ROI : The very common ROI (return of investment). This metric calculates the gains over your losses which are derived from the investment.


Revenue : These are the income. This money is generated through sales and measures start-up performance.


Net Income : This is the difference between your revenue and expense, or your actual business profit after expenses and allowable deductions are taken out.



A Expenses/loss is always a part of the business. How you will handle it depends on your goals.



Burn rate : Burn rate is the amount of money being burnt for financial operations.


Churn rate : The amount of money being burnt due to canceled customer purchases is the churn rate.



Knowing your customers is the best indicator for your business. These includes:



Customer Acquisition Cost : The money spent on acquiring customers.
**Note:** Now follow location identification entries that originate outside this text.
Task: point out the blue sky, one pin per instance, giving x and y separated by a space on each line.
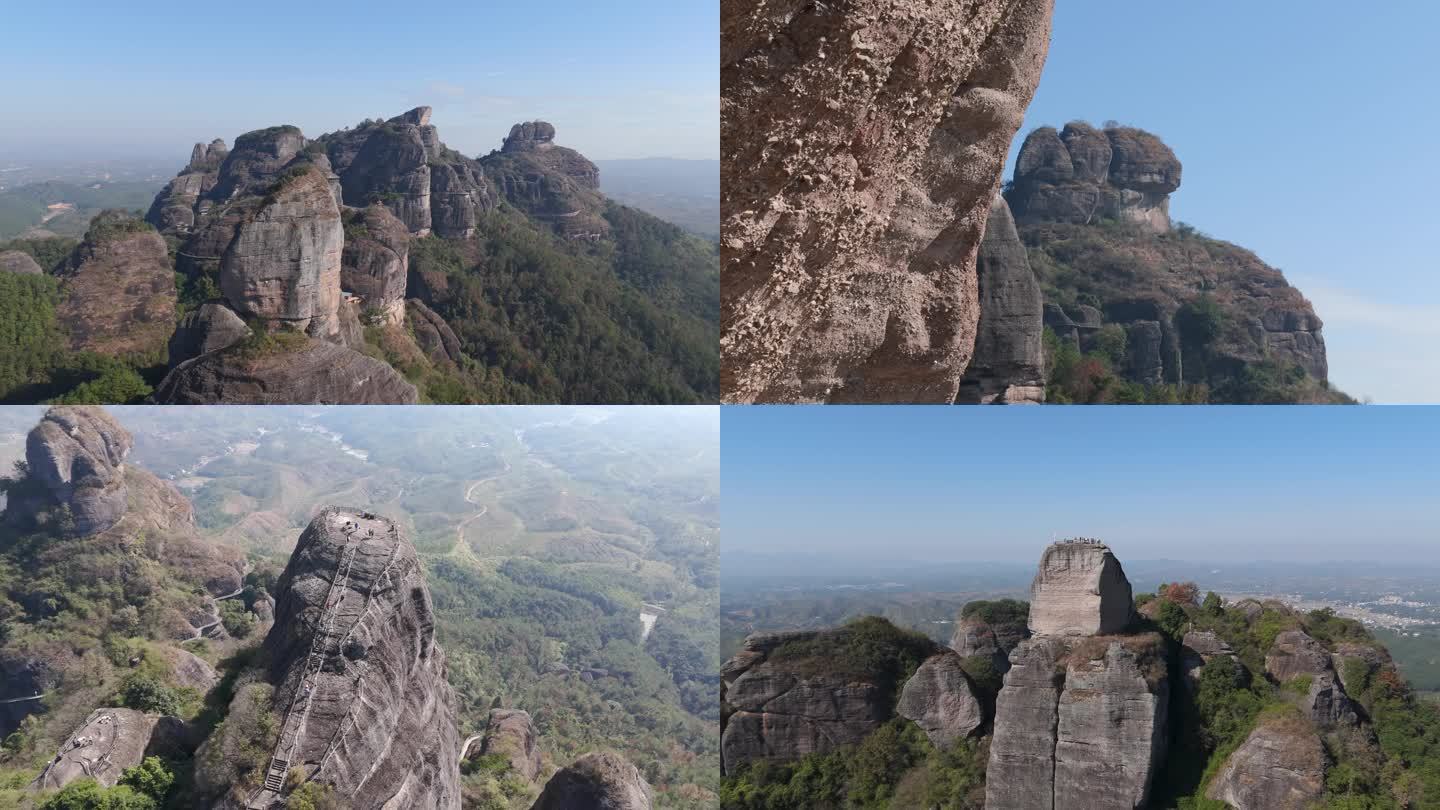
951 483
618 79
1306 130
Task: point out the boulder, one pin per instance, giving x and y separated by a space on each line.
284 264
1086 175
359 678
1043 159
208 329
313 372
432 335
1021 771
851 227
601 780
1089 152
19 261
1080 590
376 261
101 748
1279 767
1008 365
939 699
75 460
510 734
1112 731
120 290
1295 655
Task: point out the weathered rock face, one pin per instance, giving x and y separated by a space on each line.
317 372
939 699
120 290
1293 655
510 732
1021 770
851 221
1112 727
1080 590
1083 175
257 162
1008 365
1079 724
77 464
975 636
402 165
101 748
432 335
18 261
1200 647
376 261
209 329
1279 767
549 182
284 263
174 206
772 712
601 780
360 679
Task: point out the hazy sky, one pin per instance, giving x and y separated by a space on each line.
1305 131
618 79
949 483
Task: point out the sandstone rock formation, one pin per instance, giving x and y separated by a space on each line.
432 335
1008 365
549 182
1279 767
104 745
1082 717
1072 186
402 165
376 261
77 473
772 712
1119 173
360 681
314 372
208 329
939 699
975 636
601 780
1080 590
284 264
511 734
861 150
18 261
120 290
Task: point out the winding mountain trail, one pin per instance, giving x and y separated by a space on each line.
461 546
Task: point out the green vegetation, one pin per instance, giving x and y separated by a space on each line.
634 319
894 767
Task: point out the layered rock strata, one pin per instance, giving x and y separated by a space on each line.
601 780
120 290
1083 175
851 218
1008 365
360 681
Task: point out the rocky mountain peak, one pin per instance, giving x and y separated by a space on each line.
1080 590
527 136
77 479
418 117
1083 175
359 679
601 780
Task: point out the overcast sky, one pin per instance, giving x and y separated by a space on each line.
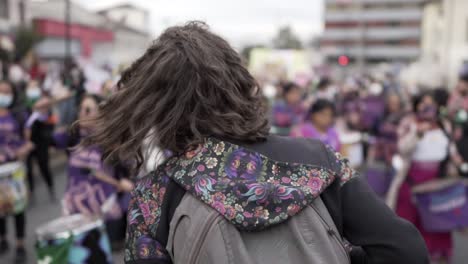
240 21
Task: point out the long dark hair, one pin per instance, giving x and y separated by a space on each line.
188 85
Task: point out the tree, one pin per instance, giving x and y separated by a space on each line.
286 39
247 49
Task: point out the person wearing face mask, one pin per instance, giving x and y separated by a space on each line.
40 127
319 124
424 143
33 93
13 147
288 111
93 186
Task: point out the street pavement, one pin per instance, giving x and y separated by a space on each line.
42 210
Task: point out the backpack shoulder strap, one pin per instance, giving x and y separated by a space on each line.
189 225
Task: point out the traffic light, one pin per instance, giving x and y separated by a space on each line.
343 60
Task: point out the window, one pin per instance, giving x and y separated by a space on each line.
4 9
466 30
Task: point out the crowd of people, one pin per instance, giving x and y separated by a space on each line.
402 140
42 110
405 138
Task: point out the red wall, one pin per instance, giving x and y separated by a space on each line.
85 34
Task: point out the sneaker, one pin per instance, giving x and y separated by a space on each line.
20 256
4 247
52 195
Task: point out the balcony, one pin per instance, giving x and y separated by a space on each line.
374 52
374 1
372 34
409 14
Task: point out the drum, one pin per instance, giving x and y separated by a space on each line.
379 177
73 239
351 148
442 204
13 192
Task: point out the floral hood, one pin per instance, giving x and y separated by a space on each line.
249 189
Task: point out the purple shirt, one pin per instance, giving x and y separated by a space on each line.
10 137
85 193
308 130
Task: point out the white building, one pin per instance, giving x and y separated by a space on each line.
107 37
13 13
445 37
130 25
372 31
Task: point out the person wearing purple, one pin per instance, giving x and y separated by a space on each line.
92 185
288 111
319 124
13 147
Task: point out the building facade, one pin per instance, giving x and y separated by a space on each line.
372 31
130 25
13 13
107 37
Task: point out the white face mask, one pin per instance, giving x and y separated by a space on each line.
33 93
269 91
375 89
5 100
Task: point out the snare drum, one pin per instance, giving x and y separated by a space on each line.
351 148
442 204
73 239
13 192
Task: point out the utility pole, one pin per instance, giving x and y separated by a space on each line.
67 32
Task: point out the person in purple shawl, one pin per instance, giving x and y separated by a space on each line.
93 186
319 124
13 147
288 111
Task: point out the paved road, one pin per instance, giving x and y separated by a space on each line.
42 210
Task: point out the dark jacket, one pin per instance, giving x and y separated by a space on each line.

Lifetime value : This is revenue that a customer can generate for you as to their product subscription and membership.


Retention : This indicates the paying customers you retained considering the satisfaction you provided to your customers. They have the chance to renew their membership subscription.


Cash : Finally the flow of cash measures the costs versus revenue. Positive cash flow means there are more earnings than exhaustions.



These indicators keep your objectives at the forefront of decision making. In order for an entrepreneur to reach his goal, he has to acknowledge and be responsible for his own KPI’s.